Polenta is one of those versatile foods because you can use it as a base for so many different flavors. Much like pasta, it's best when accompanied with flavors from other ingredients (although my grandfather could eat it with Parmesan and butter and be a happy man) and it can be served "messy" or made into cakes or other more firm presentations.


4 cups water or chicken stock
1 cup polenta
2 teaspoons salt

In a heavy medium saucepan, bring the water to a boil over high heat. Stir the polenta and salt into the water, lower the heat to medium-low and simmer, covered, stirring from time to time. Cook until the polenta is cooked through and thickens, about 20 to 25 minutes.

Pour the polenta into a lightly oiled, shallow baking dish. Cover tightly with plastic wrap and refrigerate until firm, at least 6 hours and up to 2 days in advance.
Run a knife around the edge of the baking dish and un-mold the polenta onto a cutting board.

You can cut the polenta into squares or I used a circle cookie cutter to make rounds.

At this point you can grill, broil or pan fry the polenta until crisp.

I added some fresh tomato's, basil and grated mozzarella for a Caprice style lunch.

**Cooks note: You could replace regular old mozzarella sticks with polenta sticks.

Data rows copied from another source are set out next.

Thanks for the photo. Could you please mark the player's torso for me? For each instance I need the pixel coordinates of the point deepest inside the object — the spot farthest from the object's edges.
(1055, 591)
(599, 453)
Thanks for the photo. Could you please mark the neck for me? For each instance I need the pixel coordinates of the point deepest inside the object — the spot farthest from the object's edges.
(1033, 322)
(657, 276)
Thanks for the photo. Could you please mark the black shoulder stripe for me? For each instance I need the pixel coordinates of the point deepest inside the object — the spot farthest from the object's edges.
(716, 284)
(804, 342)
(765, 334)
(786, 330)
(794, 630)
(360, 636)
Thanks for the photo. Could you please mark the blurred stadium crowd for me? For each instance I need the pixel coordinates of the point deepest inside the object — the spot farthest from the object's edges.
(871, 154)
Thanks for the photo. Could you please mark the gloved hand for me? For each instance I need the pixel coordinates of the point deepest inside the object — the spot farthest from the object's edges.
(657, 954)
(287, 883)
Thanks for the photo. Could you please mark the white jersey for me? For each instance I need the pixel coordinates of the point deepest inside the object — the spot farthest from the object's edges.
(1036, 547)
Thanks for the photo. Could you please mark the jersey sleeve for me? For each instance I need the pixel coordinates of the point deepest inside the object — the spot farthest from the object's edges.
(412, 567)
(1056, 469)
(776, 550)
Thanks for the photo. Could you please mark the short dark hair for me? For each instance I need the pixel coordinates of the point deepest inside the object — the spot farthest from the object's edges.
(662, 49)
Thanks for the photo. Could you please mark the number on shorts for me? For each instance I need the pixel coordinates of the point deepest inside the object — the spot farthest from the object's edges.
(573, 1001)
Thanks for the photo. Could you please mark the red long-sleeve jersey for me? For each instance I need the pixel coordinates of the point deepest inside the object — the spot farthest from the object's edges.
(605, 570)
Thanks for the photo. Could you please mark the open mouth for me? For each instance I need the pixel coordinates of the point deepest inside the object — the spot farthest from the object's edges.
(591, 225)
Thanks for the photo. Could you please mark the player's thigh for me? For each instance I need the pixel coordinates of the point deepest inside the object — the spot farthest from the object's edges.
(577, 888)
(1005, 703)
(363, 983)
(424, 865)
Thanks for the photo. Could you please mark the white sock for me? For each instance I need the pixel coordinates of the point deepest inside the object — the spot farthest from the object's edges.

Cut the polenta into strips and deep fry in oil for a few minutes until crisp and brown. Serve with marinara sauce. ***

2 comments:

Judy said...

I have made my own polenta a few times before, but I've never been in love with it. I also bought a tube at the store and tried slicing and frying it, but it was unbelievably salty. I'll keep giving it chances, but maybe I'm just not a polenta person. Yours looks beautiful though.

K8teebug said...

I feel the same way about polenta. This post gives me hope.